My Company: I work for a governmental agency that is concerned with conserving and managing water resources.
Job/Career Overview: My current accounting job involves daily, monthly, quarterly, annual, and ongoing tasks. On a daily basis, I respond to internal and external e-mails. An example of an internal e-mail would be someone from within the organization asking me to record a journal entry to reclassify an expense from one expense line to another. External calls usually involve various requests for information, such as asking for my organization's Federal Employer Identification Number (FEIN).
Each month, I complete various reconciliations to reconcile the state grant money received and spent. Also, I prepare a monthly treasurer's report that shows the agency's cash and investments on hand, which is presented to the Governing Board.
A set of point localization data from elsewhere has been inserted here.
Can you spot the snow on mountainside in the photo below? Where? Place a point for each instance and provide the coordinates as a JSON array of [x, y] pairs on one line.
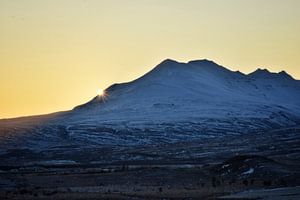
[[198, 89], [173, 102]]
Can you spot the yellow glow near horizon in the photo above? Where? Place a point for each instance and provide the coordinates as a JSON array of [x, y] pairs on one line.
[[50, 47]]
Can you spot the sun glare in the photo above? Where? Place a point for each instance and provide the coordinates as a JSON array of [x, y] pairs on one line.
[[100, 92]]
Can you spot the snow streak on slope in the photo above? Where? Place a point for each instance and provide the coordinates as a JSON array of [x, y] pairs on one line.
[[173, 102]]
Finally, I file an annual report to the state which reports the value of investments. Of course, my supervisor occasionally assigns me various accounting-related projects after giving me instructions and allowing me to ask questions.
I rate this career 8 out of 10.
The best parts about my career are that my organization supports a worthwhile cause, there is variety in the assigned tasks, and opportunities for career advancement exist. Also, I get along well with the people that I work with, and we often say "How are you doing?" or "Have a good weekend." Basically, it is a friendly work environment.
The worst parts of my career involve a lack of clear communication and the monotony of working on tasks that seem tedious and unnecessary. Working in my field involves a lot of patience and a "can do" attitude.
Nowadays, to secure a job in the field of accounting, it is a must to have at minimum of a four-year Bachelor's degree in Accounting. Better yet, your employer will favor you more highly if you also have a Masters degree and/or a CPA (Certified Public Accountant). Having passed the CPA exam or furthering your education will show the company that you are willing to go above and beyond the absolute minimum for furthering your education and technical accounting skills.
Accountants must be detail-oriented, organized, and must be able to meet deadlines. Sloppy and careless work will probably lead to poor job evaluations by your supervisor and will definitely hinder your opportunities for job promotion. Accounting careers pay well, but there is also a great deal of responsibility.